The reason more consumers are using live chat is simple—shoppers find it convenient, says Lauren Freedman, The E-tailing Group's president. "It's efficient, it saves them time," she says. "They don't want to sit on the phone or wait for an e-mail that could end up in a black hole. With live chat they get answers immediately."

Retailers are anxious to make the process run even more smoothly, knowing that will cut costs and please customers. Young Living Essential Oils, a retailer that launched live chat several years ago, recently moved to streamline the process after finding that about half of its chats consisted of shoppers asking a relatively small number of questions, such as "When does my auto-shipment ship?" or "What's the cost of shipping?"

The retailer earlier this year began using adaptive messaging from LogMeIn Inc.'s BoldChat. The technology scans the consumer's message as she types to find the most appropriate canned messages from a library of responses.
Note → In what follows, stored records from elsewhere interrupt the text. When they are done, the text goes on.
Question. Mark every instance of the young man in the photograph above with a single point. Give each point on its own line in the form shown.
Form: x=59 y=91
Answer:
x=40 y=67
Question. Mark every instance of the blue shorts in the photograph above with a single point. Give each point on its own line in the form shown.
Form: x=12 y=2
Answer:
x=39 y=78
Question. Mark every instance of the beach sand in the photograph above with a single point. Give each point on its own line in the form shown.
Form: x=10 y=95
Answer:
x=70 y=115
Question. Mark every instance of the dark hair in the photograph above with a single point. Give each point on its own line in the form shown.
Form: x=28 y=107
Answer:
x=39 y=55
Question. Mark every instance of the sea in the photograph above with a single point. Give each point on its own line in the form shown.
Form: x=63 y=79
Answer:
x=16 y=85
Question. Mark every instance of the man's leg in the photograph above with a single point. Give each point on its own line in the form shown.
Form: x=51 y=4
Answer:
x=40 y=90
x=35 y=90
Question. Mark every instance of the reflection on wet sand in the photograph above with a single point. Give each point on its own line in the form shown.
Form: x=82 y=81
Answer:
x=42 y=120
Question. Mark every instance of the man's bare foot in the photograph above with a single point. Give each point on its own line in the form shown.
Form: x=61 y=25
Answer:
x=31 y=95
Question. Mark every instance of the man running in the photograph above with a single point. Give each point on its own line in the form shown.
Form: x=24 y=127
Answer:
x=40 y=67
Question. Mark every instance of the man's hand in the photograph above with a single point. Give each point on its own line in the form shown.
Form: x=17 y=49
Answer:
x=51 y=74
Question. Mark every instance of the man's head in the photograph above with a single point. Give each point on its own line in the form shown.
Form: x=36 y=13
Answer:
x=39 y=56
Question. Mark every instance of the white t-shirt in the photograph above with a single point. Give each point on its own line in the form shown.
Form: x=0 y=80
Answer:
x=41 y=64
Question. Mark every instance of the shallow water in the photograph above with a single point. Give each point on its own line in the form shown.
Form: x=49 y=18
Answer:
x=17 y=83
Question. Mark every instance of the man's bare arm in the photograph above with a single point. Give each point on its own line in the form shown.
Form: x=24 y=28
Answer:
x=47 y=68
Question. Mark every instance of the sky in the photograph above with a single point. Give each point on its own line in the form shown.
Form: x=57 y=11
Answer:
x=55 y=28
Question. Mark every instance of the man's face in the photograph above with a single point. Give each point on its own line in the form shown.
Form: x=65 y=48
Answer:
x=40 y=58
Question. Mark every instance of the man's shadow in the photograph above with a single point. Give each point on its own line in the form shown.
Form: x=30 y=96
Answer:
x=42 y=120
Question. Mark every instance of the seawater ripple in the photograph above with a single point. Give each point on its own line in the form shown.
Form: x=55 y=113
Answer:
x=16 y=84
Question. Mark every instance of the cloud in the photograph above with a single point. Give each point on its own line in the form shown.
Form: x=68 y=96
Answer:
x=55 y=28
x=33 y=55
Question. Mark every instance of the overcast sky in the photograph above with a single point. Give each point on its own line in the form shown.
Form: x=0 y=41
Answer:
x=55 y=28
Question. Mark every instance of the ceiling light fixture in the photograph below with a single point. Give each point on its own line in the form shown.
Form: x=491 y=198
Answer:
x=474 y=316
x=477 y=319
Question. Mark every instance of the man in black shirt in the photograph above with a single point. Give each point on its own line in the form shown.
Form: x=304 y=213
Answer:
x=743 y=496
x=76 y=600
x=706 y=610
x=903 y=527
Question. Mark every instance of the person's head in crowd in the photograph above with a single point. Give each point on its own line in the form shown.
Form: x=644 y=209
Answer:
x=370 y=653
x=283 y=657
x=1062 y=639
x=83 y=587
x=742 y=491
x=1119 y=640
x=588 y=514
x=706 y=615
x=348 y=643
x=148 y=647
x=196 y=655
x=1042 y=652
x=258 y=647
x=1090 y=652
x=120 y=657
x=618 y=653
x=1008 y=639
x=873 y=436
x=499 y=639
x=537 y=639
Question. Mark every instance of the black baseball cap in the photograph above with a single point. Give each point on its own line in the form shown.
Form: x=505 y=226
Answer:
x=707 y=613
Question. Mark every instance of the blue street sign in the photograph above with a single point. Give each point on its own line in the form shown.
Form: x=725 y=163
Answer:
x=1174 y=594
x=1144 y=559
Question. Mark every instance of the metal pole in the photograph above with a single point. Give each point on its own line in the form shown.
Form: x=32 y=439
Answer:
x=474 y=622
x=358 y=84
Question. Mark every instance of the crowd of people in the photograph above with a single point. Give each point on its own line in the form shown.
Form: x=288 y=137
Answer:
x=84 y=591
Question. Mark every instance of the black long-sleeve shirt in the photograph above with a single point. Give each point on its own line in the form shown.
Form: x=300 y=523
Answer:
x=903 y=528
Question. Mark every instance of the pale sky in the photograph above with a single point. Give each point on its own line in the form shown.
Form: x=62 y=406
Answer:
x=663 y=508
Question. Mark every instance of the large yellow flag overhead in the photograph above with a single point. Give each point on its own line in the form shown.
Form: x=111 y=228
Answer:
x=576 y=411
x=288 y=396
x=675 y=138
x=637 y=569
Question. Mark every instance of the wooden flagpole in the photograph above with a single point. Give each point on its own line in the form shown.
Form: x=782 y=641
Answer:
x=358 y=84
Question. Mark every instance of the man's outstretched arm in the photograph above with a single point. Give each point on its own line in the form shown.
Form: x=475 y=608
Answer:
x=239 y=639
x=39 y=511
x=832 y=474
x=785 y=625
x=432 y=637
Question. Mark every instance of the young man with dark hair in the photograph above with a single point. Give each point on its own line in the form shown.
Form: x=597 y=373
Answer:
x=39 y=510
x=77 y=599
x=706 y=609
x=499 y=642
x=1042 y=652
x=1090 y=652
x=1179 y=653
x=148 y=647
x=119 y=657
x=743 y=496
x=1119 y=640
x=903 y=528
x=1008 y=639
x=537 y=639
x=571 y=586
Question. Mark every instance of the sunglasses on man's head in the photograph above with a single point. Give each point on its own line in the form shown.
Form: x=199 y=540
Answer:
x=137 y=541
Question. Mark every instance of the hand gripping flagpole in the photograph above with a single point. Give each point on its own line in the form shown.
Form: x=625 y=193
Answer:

After clicking on an answer, the agent can edit the message to fit the flow of the conversation so that it doesn't come across as unnatural or stilted, says Darren Gilbert, a Young Living senior manager.

The technology has cut about four seconds off agents' response times, while also freeing up agents to handle more chats, Gilbert says. "The reason our customers are using live chat is to get their answer as quickly as possible," he says. "Adaptive messaging is helping our agents get those customers their responses more efficiently."

Moreover, now that the retailer's nine agents can answer routine questions quickly, they have more time to devote to more challenging questions, he says.

Chat on the go

Answering a service-related question often isn't simple for U.K.-based mobile phone retailer and broadband provider O2 thanks to its complex product mix. For instance, the retailer occasionally deals with situations that require a consumer chatting on his laptop to switch off the Internet, which would typically cause the chat to close. But the retailer works around that issue by using live chat vendor LivePerson Inc.'s Connect tool that enables the chat operator to send the consumer's mobile phone or tablet computer a text message or e-mail that contains a link; when the consumer clicks on the link it opens a chat window with the same agent that lets the consumer continue the conversation, now connecting to the Internet via the O2 wireless network.

Connect also enables an agent to move a text-based chat to a one-way video chat if the agent wants to demonstrate a particular product, for instance, or to a phone call if that suits the conversation. "It keeps the process seamless," says Ahad Miah, the company's digital service account manager. "We're giving agents the ability to use the best tools we have to satisfy customers' needs." Since adding the functionality earlier this year the retailer's internal customer satisfaction metrics have ticked up 10%.

O2 has found that consumers who use chat have higher satisfaction scores than those who seek answers via phone or e-mail. That's why O2 aims to make it easier for consumers to choose live chat. "We want live chat to be everywhere," he says.

The majority of its chats are proactive chats, which is when a retailer invites a consumer to chat. The approach aims to head off potential issues and keep consumers from giving up on a transaction. "We're monitoring what consumers are doing online and can see when they're sending out a distress signal or have clear purchase intent," says Sherif Zikri, the LivePerson account executive who oversees O2's account. "That's when we want to give them the option to chat rather than wait for them to chat."